Thomas Ribi, der 2006 bei der NZZ die Ressortleitung von Sigi Schär übernommen hatte, bezeichnete seinen Vorgänger in der NZZ-Ausgabe vom Dienstag als "Zürcher durch und durch" - auch wenn Schär stets grossen Wert darauf gelegt habe, nicht Zürcher zu sein, sondern Solothurner.

Schär wurde 1942 in Oensingen geboren und besuchte später die Mittelschule in Solothurn. Nach einer Verwaltungslehre arbeitete er einige Zeit bei General Motors Suisse SA in Biel, um das Französisch zu verbessern.

"Ich fühlte mich aber weder zu Autos noch zum Französischen hingezogen, sondern zu Kunst, Literatur, Jazz und Theater", erinnerte sich Schär in einer Gastkolumne, die er kurz nach seiner Pensionierung für den "Altstadt Kurier" geschrieben hatte. Deshalb habe er sich 1965 entschlossen, in die Stadt Zürich zu ziehen, die "all meine Sehnsüchte erfüllen konnte".

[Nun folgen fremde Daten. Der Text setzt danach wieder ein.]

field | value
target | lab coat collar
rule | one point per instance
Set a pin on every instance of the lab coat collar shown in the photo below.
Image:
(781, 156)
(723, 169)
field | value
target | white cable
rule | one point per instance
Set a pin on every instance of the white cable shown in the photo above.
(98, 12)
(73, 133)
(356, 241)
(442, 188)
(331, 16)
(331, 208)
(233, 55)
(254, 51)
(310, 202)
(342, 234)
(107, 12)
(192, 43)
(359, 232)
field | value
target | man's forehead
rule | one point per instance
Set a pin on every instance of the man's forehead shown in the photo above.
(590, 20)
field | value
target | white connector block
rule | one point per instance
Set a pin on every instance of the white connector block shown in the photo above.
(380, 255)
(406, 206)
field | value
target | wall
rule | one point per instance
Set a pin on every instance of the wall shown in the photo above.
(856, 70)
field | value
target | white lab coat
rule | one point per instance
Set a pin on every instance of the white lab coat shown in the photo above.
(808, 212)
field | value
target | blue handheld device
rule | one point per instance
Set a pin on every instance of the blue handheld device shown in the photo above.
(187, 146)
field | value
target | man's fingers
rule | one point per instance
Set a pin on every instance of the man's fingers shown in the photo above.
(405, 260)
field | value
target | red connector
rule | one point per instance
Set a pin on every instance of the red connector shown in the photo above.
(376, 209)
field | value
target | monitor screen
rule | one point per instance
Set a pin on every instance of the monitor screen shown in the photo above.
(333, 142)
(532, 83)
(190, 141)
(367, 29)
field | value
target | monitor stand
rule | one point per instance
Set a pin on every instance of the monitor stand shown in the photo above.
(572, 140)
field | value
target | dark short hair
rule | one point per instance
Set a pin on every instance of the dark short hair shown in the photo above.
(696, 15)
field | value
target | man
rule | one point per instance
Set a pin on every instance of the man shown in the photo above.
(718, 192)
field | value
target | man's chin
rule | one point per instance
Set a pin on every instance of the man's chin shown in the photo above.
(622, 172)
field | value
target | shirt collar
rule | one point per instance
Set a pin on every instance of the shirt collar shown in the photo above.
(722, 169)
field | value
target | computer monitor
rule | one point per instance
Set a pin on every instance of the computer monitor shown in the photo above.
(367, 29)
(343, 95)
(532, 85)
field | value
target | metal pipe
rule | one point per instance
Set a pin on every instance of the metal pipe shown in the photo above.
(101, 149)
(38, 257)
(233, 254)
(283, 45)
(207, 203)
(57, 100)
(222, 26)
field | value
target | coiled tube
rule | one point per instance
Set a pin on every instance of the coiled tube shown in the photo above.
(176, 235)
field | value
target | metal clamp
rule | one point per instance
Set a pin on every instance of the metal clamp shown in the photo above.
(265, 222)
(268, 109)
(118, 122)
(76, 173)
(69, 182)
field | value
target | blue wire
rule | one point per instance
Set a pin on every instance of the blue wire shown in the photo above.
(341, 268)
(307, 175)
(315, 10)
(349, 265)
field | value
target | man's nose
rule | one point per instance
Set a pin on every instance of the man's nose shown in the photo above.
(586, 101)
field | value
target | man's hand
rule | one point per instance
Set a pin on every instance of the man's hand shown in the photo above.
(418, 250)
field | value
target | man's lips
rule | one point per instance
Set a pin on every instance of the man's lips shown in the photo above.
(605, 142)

Schär fand eine Teilzeitstelle bei einem Fachbuchverlag und arbeitete am Abend am Theater Hechtplatz. Nach einem Umweg über die Präsidialabteilung der Stadt Zürich landete er in den siebziger Jahren beim Verkehrsverein, wo nach seinen eigenen Worten "Zürich zum ersten Mal mein Beruf wurde."

Als stellvertretender Verkehrsdirektor war es seine Aufgabe, Zürich im Ausland als Kongressstadt anzupreisen und die grossen Hotels an den Mann und die Frau zu bringen. So reiste er als Zürich-Verkäufer mit dem Alphorn beladen vor allem nach Amerika und blies das Alphorn für Zürich.
Später Einstieg in den Journalismus

Zum Journalismus fand Sigi Schär erst mit 36 Jahren. 1978 trat er in die Lokalredaktion der NZZ ein. Da schrieb er über den Gemeinderat und über alles und jedes, was Zürich bewegte, über das Sechseläuten, über das Knabenschiessen, über Stadtplanung, Bauen und Architektur. 2001 wurde er Leiter des Ressorts Zürich der NZZ. Fünf Jahre später trat er aus gesundheitlichen Gründen vorzeitig in den Ruhestand.

Auch als Journalist blieb er seiner grossen Liebe, dem Theater, treu. Ausleben konnte er diese am Theater am Neumarkt. Während fast 20 Jahren gehörte er dem Verwaltungsrat an, davon acht Jahre als Präsident. Dabei war er massgeblich an der Rettung des von der Schliessung bedrohten Theaters beteiligt.

Sigi Schär war mit Johanna Tremp verheiratet. Die ehemalige SP-Kantonsrätin und Stadtzürcher Gemeinderätin starb im vergangenen März knapp 68-jährig.